Goats are browsers by nature, not grazers like horses, cattle and sheep. They'd rather strip the bark off a tree than eat the tender grass growing right below it. Chewing wood is normal. It doesn't necessarily indicate a salt or mineral deficiency like it does sometimes with other livestock.


----------



## Little-Bits-N-Pieces (Apr 7, 2013)

Might need more fiber. Careful they don't eat to much wood.


----------



## NyGoatMom (Jan 26, 2013)

Yep, I have one doeling that nibbles on my fence posts daily....while standing on grass


----------



## Texas.girl (Dec 20, 2011)

Whenever we are home and weather is okay, we let them out to graze. They have plenty of Mountain Cedar (juniper) trees to munch on, which they love. These goats are getting plenty of fiber. At least the bark is from living trees, unlike clothespins and dried out screen doors.


----------



## NyGoatMom (Jan 26, 2013)

LOL Crazy goats....


----------



## MoKa-Farms (Jun 19, 2013)

Ah, goats.
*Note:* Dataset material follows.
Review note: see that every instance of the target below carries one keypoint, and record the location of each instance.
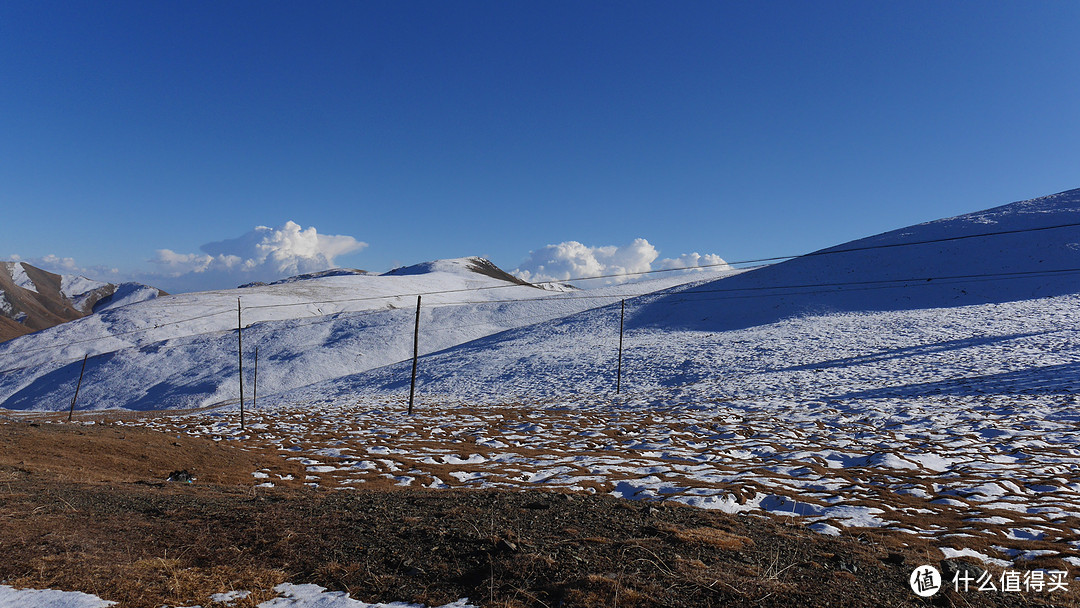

Crazy things that like to eat everything that you would rather they didn't eat.


----------



## Stacykins (Mar 27, 2012)

It is delicious to them!

Suzie Q (the black goat) shunned the fresh leaves for the bark on the end of the rose cuttings.


----------



## Texas.girl (Dec 20, 2011)

Which reminds me,. We built our milking stand using pallets. While I milk Bambi, Lawn Mower (Boer) likes to chew on the pallets. Since Bambi gets grain and other goodies to eat while being milked, I am wondering if Lawn Mower is jealous, as she gets none.


----------



## AdamsAcres (Dec 3, 2012)

They do like to chew wood... as well as strip the bark off of trees. I've had to wrap several trees with chicken wire to put a stop to it.


----------



## Just goats (Apr 21, 2011)

I've lost 3 evergreens due to these darling goats!!! I wrapped my olive tree but they were able to get that off, so now I need to rewrap it before it dies! 
note to self: goats eating bark off trees causes said barkless tree to die!!


----------



## goatwrangler (Oct 15, 2012)

When I want to clear an overgrown area to open up more pasture I send in the goats. Some eat all the weeds and vines, particularly poison ivey, sumac and wild grape. Some go straight for the trees. Since these are all young saplings they really like these tender trees. After the goats have "barked" the trees of course they die then I can knock them down and open up the pasture to more sunlight.


----------



## goat luver 101 (Jul 19, 2011)

I have no idea but the wood goat shed now looks like swiss cheese...


----------